Social laws can be respected in the letter but not in the spirit, whereas spiritual laws must be accepted by the individual heart and practiced by the individual will in order to produce any useful result. Each one of us must do the required work in himself. There is no "cure," no help from outside which can bring one to a lasting freedom.
If self-consciousness makes us blush, the more we are troubled the more it increases, until the blushing may become so unbearable that we are tempted to keep away from people altogether; and thus life, so far as human fellowship goes, would become more and more limited.
But, when such a limitation is allowed to remain within us, and we make no effort of our own to find its root and to exterminate it, it warps us through and through. If self-consciousness excites us to talk, and we talk on and on to no end, simply allowing the selfish suffering to goad us, the habit weakens our brains so that in time they lose the power of strong consecutive thought and helpful brevity.
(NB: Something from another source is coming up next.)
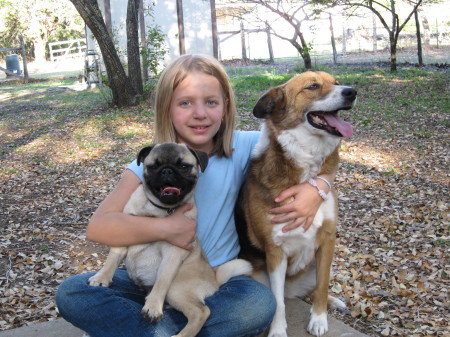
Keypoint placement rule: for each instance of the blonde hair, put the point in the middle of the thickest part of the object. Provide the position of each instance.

If self-consciousness causes us to wriggle, and strain, and stammer, and we do not recognize the root of the trouble and shun it, and learn to yield and quietly relax our nerves and muscles, of course the strain becomes worse. Then, rather than suffer from it any longer, we keep away from people, just as the blushing man is tempted to do. In that case, the strain is still in us, in the back of our brains, so to speak--because we have not faced and overcome it.
Stage fright is an intense form of self-consciousness, but the man who is incapable of stage fright lacks the sensitive temperament required to achieve great power as an artist. The man who overcomes stage fright by getting out of his own way, and by letting the character he is playing, or the music he is interpreting, work through him as a clear, unselfish channel receives new power for his work in the proportion that he shuns his own interfering selfishness.
But it is with the self-consciousness of everyday life that we have especially to do now, and with the practical wisdom necessary to gain freedom from all its various discomforts; and, even more than that, to gain the new power for useful service which comes from the possession of that freedom.
The remedy is to be found in obedience to the law of unselfishness, carried out into the field of nervous suffering.